Search code examples
phpmysqllinuxcurlcurl-multi

Better support for CURL with PHP and Linux


I'm the developer of twittertrend.net, I was wondering if there was a faster way to get headers of a URL, besides doing curl_multi? I process over 250 URLs a minute, and I need a really fast way to do this from a PHP standpoint. Either a bash script could be used and then output the headers or C appliation, anything that could be faster? I have primarily only programmed in PHP, but I can learn. Currently, CURL_MULTI (with 6 URLs provided at once, does an ok job, but I would prefer something faster? Ultimately I would like to stick with PHP for any MySQL storing and processing.

Thanks, James Hartig


Solution

  • I think you need a multi-process batch URL fetching daemon. PHP does not support multithreading, but there's nothing stopping you from spawning multiple PHP daemon processes.

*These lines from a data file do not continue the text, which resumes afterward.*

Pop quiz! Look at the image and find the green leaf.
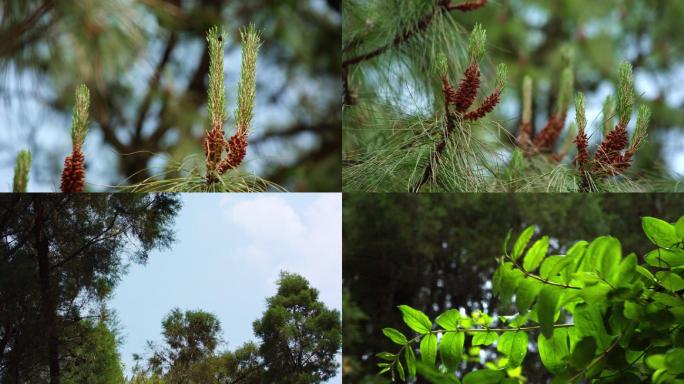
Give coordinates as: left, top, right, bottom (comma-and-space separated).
404, 347, 416, 379
665, 348, 684, 375
511, 225, 534, 260
420, 333, 437, 366
496, 331, 527, 368
395, 359, 406, 381
653, 292, 684, 307
581, 236, 622, 277
560, 240, 589, 284
515, 278, 543, 313
493, 262, 525, 302
580, 282, 610, 305
641, 217, 681, 248
600, 237, 622, 278
435, 309, 461, 331
463, 369, 506, 384
572, 303, 610, 350
537, 328, 569, 373
675, 216, 684, 240
439, 332, 465, 372
416, 362, 461, 384
399, 305, 432, 334
523, 236, 549, 272
539, 256, 575, 279
570, 336, 596, 369
656, 271, 684, 292
622, 301, 644, 320
382, 328, 408, 345
644, 248, 684, 268
472, 332, 499, 345
375, 352, 397, 361
609, 253, 637, 286
537, 285, 562, 338
539, 255, 565, 280
646, 354, 665, 369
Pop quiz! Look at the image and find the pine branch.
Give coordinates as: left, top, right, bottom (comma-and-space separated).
342, 0, 487, 105
61, 84, 90, 193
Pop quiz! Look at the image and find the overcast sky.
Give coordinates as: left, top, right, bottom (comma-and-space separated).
111, 193, 342, 383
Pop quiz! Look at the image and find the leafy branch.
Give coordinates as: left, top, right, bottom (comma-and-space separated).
377, 216, 684, 384
342, 0, 487, 105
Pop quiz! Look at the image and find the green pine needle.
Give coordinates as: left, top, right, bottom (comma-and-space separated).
496, 63, 508, 90
630, 105, 651, 152
575, 92, 587, 132
603, 95, 615, 136
235, 24, 261, 134
522, 75, 532, 124
12, 150, 31, 192
468, 23, 487, 62
207, 26, 226, 128
616, 61, 634, 125
436, 52, 449, 76
557, 67, 575, 116
71, 84, 90, 147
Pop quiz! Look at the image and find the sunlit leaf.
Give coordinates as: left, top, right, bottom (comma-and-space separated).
439, 332, 465, 371
496, 331, 527, 367
641, 217, 681, 248
399, 305, 432, 334
523, 236, 549, 272
420, 333, 437, 365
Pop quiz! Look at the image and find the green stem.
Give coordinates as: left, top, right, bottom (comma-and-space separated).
504, 255, 582, 289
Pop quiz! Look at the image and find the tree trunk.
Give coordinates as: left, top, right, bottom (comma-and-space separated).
33, 196, 60, 384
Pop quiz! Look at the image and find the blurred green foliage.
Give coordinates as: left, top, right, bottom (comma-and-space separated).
342, 194, 684, 383
342, 0, 684, 191
0, 0, 341, 191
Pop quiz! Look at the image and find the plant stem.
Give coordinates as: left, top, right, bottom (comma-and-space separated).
342, 0, 486, 105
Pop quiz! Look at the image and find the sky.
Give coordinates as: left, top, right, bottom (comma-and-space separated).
111, 193, 342, 383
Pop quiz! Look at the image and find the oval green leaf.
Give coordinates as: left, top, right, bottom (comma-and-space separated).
439, 332, 465, 372
399, 305, 432, 334
420, 333, 437, 366
382, 328, 408, 345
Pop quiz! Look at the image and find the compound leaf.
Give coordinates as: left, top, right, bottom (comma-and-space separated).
496, 331, 527, 368
399, 305, 432, 334
420, 333, 437, 366
439, 332, 465, 372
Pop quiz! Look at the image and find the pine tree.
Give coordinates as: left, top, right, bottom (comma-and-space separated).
342, 0, 676, 192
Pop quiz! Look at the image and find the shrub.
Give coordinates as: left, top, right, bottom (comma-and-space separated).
377, 216, 684, 384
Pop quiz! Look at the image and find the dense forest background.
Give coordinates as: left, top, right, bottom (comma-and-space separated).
342, 194, 684, 383
0, 0, 341, 191
454, 0, 684, 178
343, 0, 684, 191
0, 193, 342, 384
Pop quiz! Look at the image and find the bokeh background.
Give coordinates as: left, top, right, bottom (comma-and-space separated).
470, 0, 684, 179
343, 0, 684, 186
342, 193, 684, 384
0, 0, 342, 192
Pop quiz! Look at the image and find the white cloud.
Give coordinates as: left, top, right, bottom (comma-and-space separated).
222, 193, 342, 308
223, 195, 304, 239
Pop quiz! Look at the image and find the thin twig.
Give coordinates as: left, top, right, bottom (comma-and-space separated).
342, 0, 487, 105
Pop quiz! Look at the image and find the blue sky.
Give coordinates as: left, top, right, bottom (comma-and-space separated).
111, 193, 342, 383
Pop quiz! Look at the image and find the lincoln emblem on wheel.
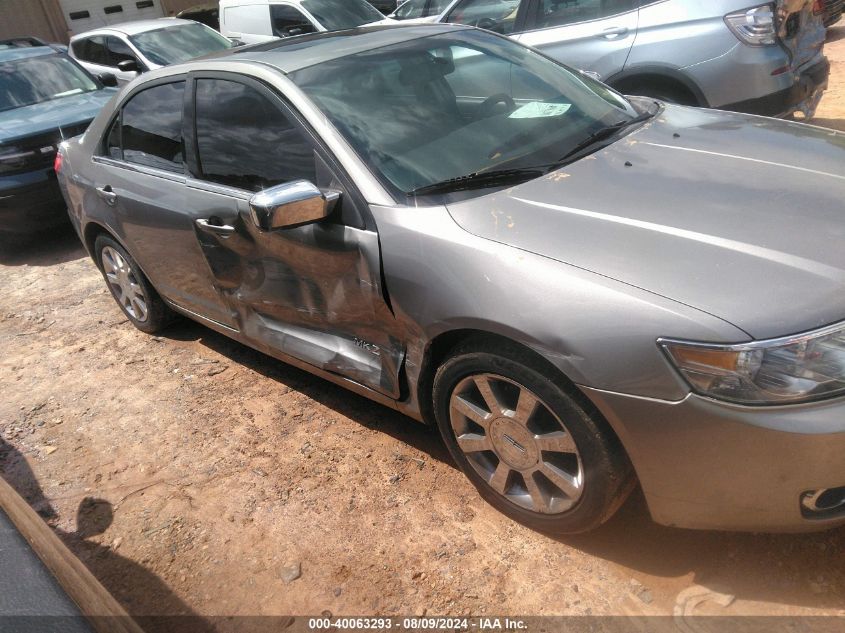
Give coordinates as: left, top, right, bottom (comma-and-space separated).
56, 23, 845, 534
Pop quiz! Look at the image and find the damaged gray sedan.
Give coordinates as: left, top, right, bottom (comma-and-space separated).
59, 25, 845, 534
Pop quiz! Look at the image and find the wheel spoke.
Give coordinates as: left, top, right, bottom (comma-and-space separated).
513, 389, 539, 424
523, 473, 549, 514
452, 395, 490, 428
488, 461, 511, 495
537, 462, 581, 498
534, 431, 578, 453
457, 433, 493, 453
473, 376, 503, 415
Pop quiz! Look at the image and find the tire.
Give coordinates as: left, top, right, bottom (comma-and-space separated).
94, 235, 173, 334
433, 339, 635, 536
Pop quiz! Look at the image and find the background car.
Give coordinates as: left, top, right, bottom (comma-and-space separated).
0, 38, 117, 235
391, 0, 830, 116
59, 25, 845, 534
70, 18, 233, 84
220, 0, 392, 44
823, 0, 845, 27
176, 2, 220, 31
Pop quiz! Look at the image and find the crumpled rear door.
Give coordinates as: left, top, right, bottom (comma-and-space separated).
775, 0, 826, 118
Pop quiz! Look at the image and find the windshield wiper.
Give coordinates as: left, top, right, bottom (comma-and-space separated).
560, 112, 655, 162
408, 167, 548, 196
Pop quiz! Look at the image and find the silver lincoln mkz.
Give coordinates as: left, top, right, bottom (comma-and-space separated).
59, 25, 845, 533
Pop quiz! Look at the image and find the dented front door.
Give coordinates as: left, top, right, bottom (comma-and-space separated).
188, 77, 404, 397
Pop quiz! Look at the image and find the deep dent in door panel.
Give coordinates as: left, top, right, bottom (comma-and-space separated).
197, 210, 404, 398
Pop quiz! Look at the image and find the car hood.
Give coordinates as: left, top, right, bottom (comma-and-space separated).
447, 106, 845, 338
0, 88, 117, 143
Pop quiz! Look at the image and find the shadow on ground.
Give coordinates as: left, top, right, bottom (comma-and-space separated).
0, 224, 86, 266
0, 439, 214, 633
155, 321, 845, 609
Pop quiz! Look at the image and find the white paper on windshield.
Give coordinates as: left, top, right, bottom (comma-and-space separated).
508, 101, 572, 119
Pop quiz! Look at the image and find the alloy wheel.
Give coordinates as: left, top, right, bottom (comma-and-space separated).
100, 246, 149, 323
449, 373, 584, 514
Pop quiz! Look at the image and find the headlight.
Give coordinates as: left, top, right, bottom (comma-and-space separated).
725, 4, 777, 46
658, 323, 845, 404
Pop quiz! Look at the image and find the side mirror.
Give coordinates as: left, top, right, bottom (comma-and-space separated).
117, 59, 141, 73
97, 73, 117, 88
249, 180, 340, 231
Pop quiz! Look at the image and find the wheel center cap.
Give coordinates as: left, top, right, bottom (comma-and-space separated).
490, 418, 540, 470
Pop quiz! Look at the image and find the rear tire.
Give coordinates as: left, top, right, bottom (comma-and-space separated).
433, 339, 635, 535
94, 234, 173, 334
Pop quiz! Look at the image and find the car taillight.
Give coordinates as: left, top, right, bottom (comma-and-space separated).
725, 4, 777, 46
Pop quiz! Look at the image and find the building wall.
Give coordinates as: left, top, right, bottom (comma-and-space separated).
0, 0, 69, 42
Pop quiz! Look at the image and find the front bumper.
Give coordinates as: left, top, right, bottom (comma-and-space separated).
0, 168, 68, 234
720, 57, 830, 117
582, 388, 845, 532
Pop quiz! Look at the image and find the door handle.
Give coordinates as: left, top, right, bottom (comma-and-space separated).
97, 185, 117, 207
599, 26, 630, 40
196, 218, 235, 235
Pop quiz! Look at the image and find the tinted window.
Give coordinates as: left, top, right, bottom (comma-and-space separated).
446, 0, 519, 33
395, 0, 428, 20
270, 4, 316, 37
129, 23, 232, 66
537, 0, 637, 28
196, 79, 316, 191
0, 55, 99, 112
121, 81, 185, 172
72, 35, 108, 66
106, 37, 135, 66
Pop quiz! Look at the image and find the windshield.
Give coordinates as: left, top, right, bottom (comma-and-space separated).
0, 55, 100, 112
290, 30, 639, 194
302, 0, 384, 31
129, 23, 233, 66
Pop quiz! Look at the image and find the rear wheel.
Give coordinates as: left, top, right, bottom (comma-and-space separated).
94, 235, 172, 334
433, 345, 634, 534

    Having said that, PHP's lack of a proper garbage collector means that long-running processes can leak memory.

    Run a daemon which spawns lots of instances (a configurable, but controlled number) of the php program, which will of course have to be capable of reading a work queue, fetching the URLs and writing the results away in a manner which is multi-process safe; multiple procs shouldn't end up trying to do the same work.

    You'll want all of this to run autonomously as a daemon rather than from a web server. Really.